Peine Alourdie pour un Braquage Armé à Oran : Sept Ans de Prison
La Cour d’Oran a récemment aggravé la peine d’un individu impliqué dans un vol à main armée survenu à Bir El Djir. Initialement condamné à cinq ans de prison, l’homme, identifié par les initiales « M.H. », purgera finalement sept ans de réclusion. Son complice, toujours en fuite, a été condamné à dix ans par contumace, accompagné d’un mandat d’arrêt.
Les deux hommes faisaient face à des accusations sévères, incluant la constitution d’une association de malfaiteurs et le vol qualifié avec usage d’une arme à feu. Leur cible était significative : une somme dépassant un milliard et demi de centimes a été dérobée à deux employés d’une société privée.
Un Braquage Minutieusement Préparé
L’incident s’est produit en quelques secondes dans une rue de Bir El Djir.
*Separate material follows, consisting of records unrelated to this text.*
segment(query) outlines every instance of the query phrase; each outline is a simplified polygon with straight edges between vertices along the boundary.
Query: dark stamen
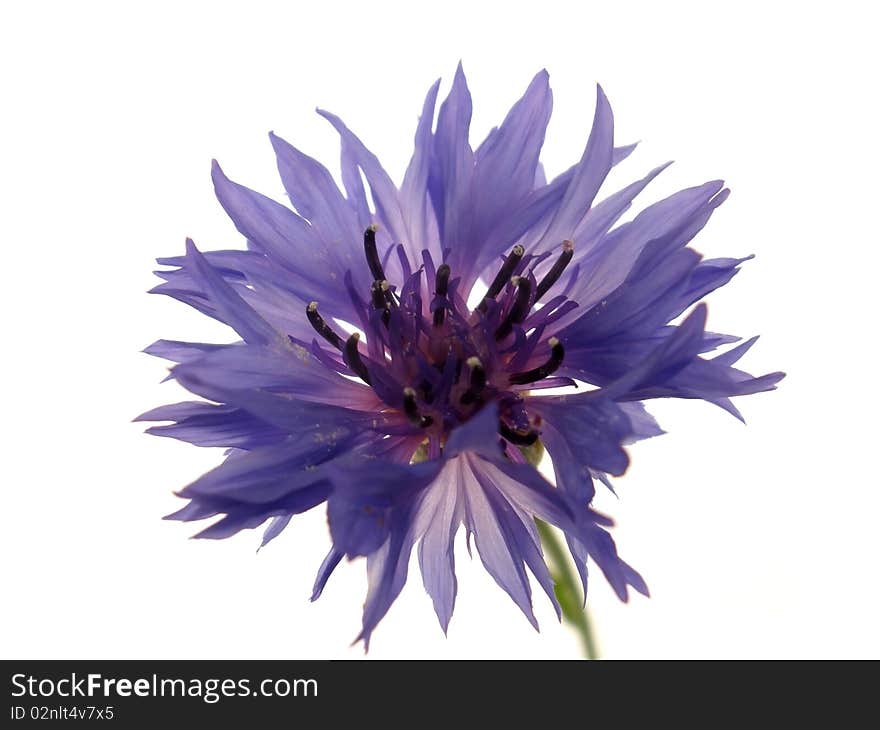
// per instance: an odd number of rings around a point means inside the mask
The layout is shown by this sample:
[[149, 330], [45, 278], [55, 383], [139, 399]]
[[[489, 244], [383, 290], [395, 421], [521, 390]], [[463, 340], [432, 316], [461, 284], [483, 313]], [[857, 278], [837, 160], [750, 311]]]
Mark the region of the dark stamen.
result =
[[468, 405], [476, 401], [483, 388], [486, 387], [486, 370], [483, 368], [480, 358], [469, 357], [467, 359], [467, 366], [471, 371], [470, 382], [468, 389], [461, 396], [462, 405]]
[[374, 281], [370, 286], [370, 295], [373, 299], [373, 306], [376, 309], [385, 309], [387, 307], [387, 299], [385, 292], [388, 291], [388, 282], [384, 279]]
[[339, 350], [343, 348], [342, 338], [330, 329], [330, 325], [328, 325], [324, 321], [324, 318], [318, 314], [317, 302], [311, 302], [309, 306], [306, 307], [306, 317], [309, 318], [309, 323], [315, 328], [315, 332], [321, 335], [321, 337], [327, 340], [327, 342], [333, 345], [333, 347]]
[[504, 285], [510, 280], [513, 270], [522, 260], [525, 252], [526, 250], [520, 244], [516, 244], [516, 246], [513, 247], [513, 250], [505, 259], [498, 273], [495, 275], [495, 278], [492, 280], [492, 283], [489, 285], [489, 290], [486, 292], [486, 296], [484, 296], [483, 301], [480, 302], [479, 309], [481, 312], [486, 311], [486, 300], [497, 297], [498, 293], [504, 288]]
[[391, 318], [391, 313], [388, 311], [388, 308], [394, 301], [389, 296], [390, 288], [388, 282], [384, 279], [381, 281], [374, 281], [370, 285], [370, 296], [373, 300], [373, 306], [382, 311], [382, 322], [386, 327], [388, 326], [388, 320]]
[[412, 388], [403, 389], [403, 412], [406, 413], [410, 423], [420, 428], [427, 428], [434, 422], [434, 419], [430, 416], [423, 416], [419, 413], [419, 407], [416, 404], [416, 392]]
[[437, 275], [434, 277], [434, 292], [438, 297], [445, 297], [449, 291], [449, 264], [440, 264]]
[[550, 345], [550, 357], [547, 362], [536, 368], [532, 368], [531, 370], [526, 370], [522, 373], [514, 373], [510, 376], [511, 385], [536, 383], [539, 380], [543, 380], [551, 373], [555, 373], [556, 370], [559, 369], [559, 366], [562, 365], [562, 360], [565, 358], [565, 348], [555, 337], [551, 337], [547, 340], [547, 343]]
[[[434, 278], [434, 293], [438, 297], [445, 297], [449, 291], [449, 273], [448, 264], [441, 264], [440, 268], [437, 269], [437, 275]], [[442, 325], [444, 319], [446, 319], [445, 305], [434, 310], [434, 326], [439, 327]]]
[[516, 287], [516, 299], [513, 306], [504, 318], [504, 321], [495, 330], [495, 339], [503, 340], [510, 334], [513, 325], [522, 322], [529, 313], [529, 297], [532, 293], [532, 282], [524, 276], [514, 276], [510, 282]]
[[517, 446], [531, 446], [538, 440], [537, 431], [514, 431], [504, 421], [498, 421], [498, 433]]
[[382, 269], [382, 260], [379, 258], [379, 251], [376, 248], [376, 226], [370, 226], [364, 231], [364, 253], [373, 279], [382, 281], [385, 278], [385, 272]]
[[361, 360], [361, 353], [358, 350], [358, 341], [361, 339], [361, 335], [359, 332], [352, 333], [351, 337], [349, 337], [345, 341], [345, 350], [343, 351], [343, 359], [345, 360], [345, 364], [348, 365], [352, 370], [355, 371], [357, 376], [363, 380], [367, 385], [370, 384], [370, 373], [367, 371], [367, 366], [364, 365], [364, 361]]
[[565, 267], [571, 262], [572, 256], [574, 256], [574, 244], [571, 241], [563, 241], [562, 253], [559, 255], [559, 258], [556, 259], [553, 268], [547, 272], [547, 275], [541, 279], [535, 289], [535, 301], [538, 301], [550, 291], [550, 287], [559, 280], [559, 277], [562, 276], [562, 272], [565, 271]]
Le gérant de l’entreprise avait arrêté son véhicule pour remettre des documents à un collaborateur. À peine sorti de sa voiture, il a été confronté à un véhicule qui s’est arrêté à sa hauteur.
Deux individus masqués en sont sortis, aspergeant les employés de gaz lacrymogène avant de les menacer avec une arme à feu. La sacoche contenant plus d’un milliard et 600 millions de centimes, des chèques et des cachets de la société a été rapidement volée. Les assaillants ont ensuite pris la fuite.
Les victimes, interrogées séparément par les forces de sécurité, ont fourni des témoignages cohérents, ce qui a conduit à l’ouverture d’une enquête.
La Traque Déclenchée par les Caméras de Surveillance
L’enquête a été facilitée par des caméras de surveillance d’un voisin. Les images ont permis d’identifier le véhicule utilisé lors du braquage, loué auprès d’une agence. Le gestionnaire a rapidement fourni l’identité du client.
Les employés ont reconnu leur agresseur, un ancien collègue, qui connaissait bien les habitudes du gérant. Lors de son arrestation, il a révélé le nom de son complice, « B.A.A. », en fuite.
Preuves Scientifiques et Verdict Final
Lors de son procès en appel, l’accusé a maintenu qu’il n’avait pas participé au braquage, mais avait seulement loué la voiture pour aider son complice. Cependant, les magistrats ont présenté des preuves scientifiques, notamment la géolocalisation de son téléphone, qui l’a placé sur les lieux du crime au moment des faits. Le ministère public a requis dix ans de réclusion, tandis qu’un mandat d’arrêt a été émis contre le fugitif.
Après délibération, la Cour a décidé d’alourdir la peine initiale, condamnant M.H. à sept ans de prison ferme et son complice à dix ans par défaut.